Trying to locate useful information on a file server crammed with binary documents can be a challenge. Microsoft hopes to change that with the XML features built into its pending Office 2003 Professional suite.
With data stored in XML format, says Martin Sawicki, a lead program manager for Word, server-side tools can automatically assemble and generate reports and presentations. He calls it “liberation” of data, saying XML is an ideal format for data mining and repurposing. “It should be easy, it should be automatable,” he says.
Microsoft knows many Office users will never use the XML features, but hopes IT managers will make ready use of the new tools at their disposal.
In Word 2003 documents can be saved as XML data-only files, without any formatting information. When opened, a default XSL stylesheet -- which describes how data sent via XML should be presented -- can be nominated to format the file, or an XSL template can be chosen. However, while a rudimentary XSL-generation tool will be released, Sawicki says developers will need to use Visual Studio.Net to create advanced features such as document actions.
A new document type called a “smart document” allows developers to create a customised interface for end users. A document actions pane lets a user select an action that might automate form completion, or update local data from a network data source.
A schema library allows new schemas to be applied with a single click. Documents can be validated against a schema in real time, and violations are marked. This allows schema designers to stipulate which data can or must be included within a document, and to define the type of data which is expected. XML expansion packs can specify that schemas or actions should be periodically updated from a central repository. If an updated schema no longer matches XML data within a document, the namespace is renamed so data isn’t lost.

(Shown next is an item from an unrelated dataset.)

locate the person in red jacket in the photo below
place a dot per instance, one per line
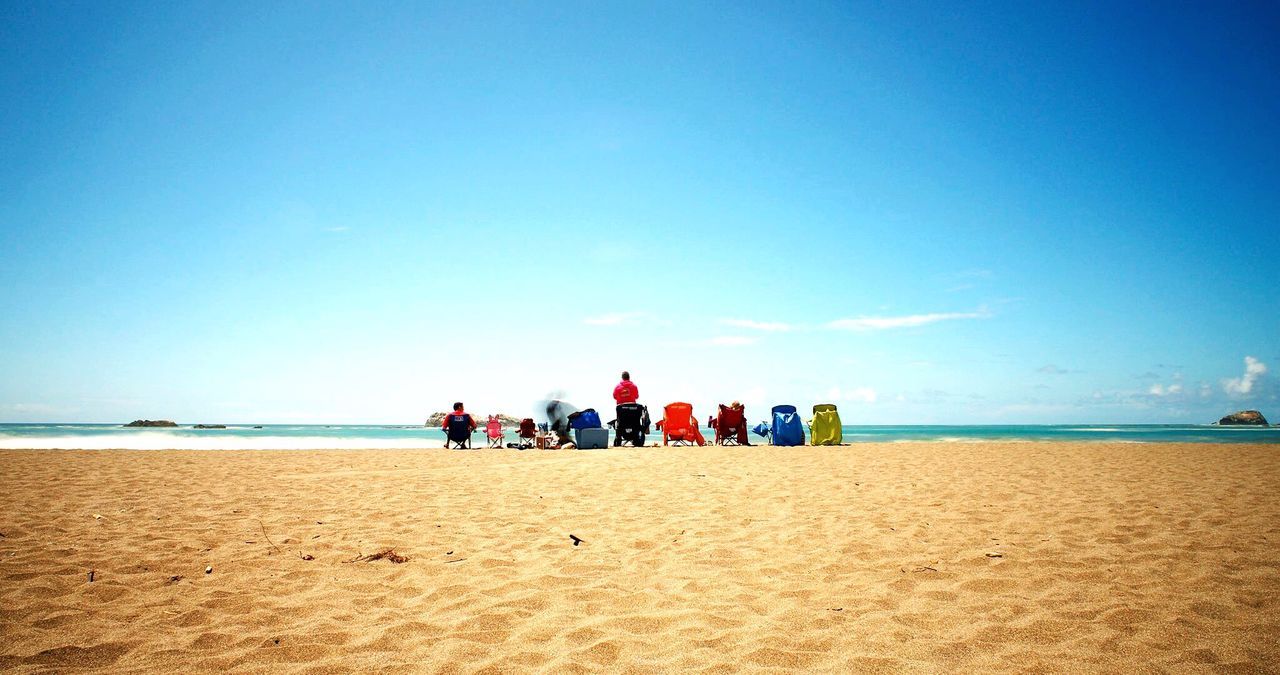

A research library will perform local or remote searches using web services. A number of web services are bundled with Office, Sawicki says, including a thesaurus, dictionary and Microsoft's Encarta encyclopaedia.
Microsoft hopes third-party web services will be created for Office users, and is building a repository at office.microsoft.com/marketplace. Sawicki says Office will check for new services when launched.

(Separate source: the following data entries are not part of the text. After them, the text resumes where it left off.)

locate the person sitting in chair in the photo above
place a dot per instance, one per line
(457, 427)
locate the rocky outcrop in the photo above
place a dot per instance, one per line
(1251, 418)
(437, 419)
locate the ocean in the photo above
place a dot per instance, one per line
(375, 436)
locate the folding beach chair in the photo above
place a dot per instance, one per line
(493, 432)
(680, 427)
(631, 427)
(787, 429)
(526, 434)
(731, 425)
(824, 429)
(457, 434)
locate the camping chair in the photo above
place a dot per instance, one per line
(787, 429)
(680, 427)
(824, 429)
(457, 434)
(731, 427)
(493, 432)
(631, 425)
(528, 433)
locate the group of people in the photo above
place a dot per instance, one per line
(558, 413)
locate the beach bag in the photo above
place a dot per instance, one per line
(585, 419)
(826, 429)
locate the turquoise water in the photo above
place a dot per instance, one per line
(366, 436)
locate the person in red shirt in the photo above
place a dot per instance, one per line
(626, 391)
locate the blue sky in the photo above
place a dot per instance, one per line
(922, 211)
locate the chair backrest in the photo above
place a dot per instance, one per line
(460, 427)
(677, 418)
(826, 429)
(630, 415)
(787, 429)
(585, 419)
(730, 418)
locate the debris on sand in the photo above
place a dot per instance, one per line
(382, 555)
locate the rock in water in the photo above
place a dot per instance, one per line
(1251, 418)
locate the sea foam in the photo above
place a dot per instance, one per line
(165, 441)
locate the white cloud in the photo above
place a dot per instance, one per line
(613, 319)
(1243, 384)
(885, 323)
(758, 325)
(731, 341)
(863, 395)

Excel documents, for their part, can be saved in one of two XML formats, as an XML spreadsheet or as XML data. XML spreadsheets store links to data, which can be dynamically updated.
New to Office 2003 is InfoPath, a tool for building rich forms such as invoices and purchase orders, Sawicki says. It ships with over 100 predefined forms and will attempt to select a form based on a file’s XML data. Other applications in the suite are FrontPage, Access and Visio.
Office 2003 also allows developers to limit changes made in certain areas of a document to specified users, Sawicki says.
Microsoft XML moves are not without some controversy. Some observers have been sceptical it will stick to standard, unaltered XML and disclose the underlying format of its XML files. While XML is a W3C standard, because the language allows developers to define tags, companies can still generate tags that are proprietary.
Office 2003 is expected to ship in late October.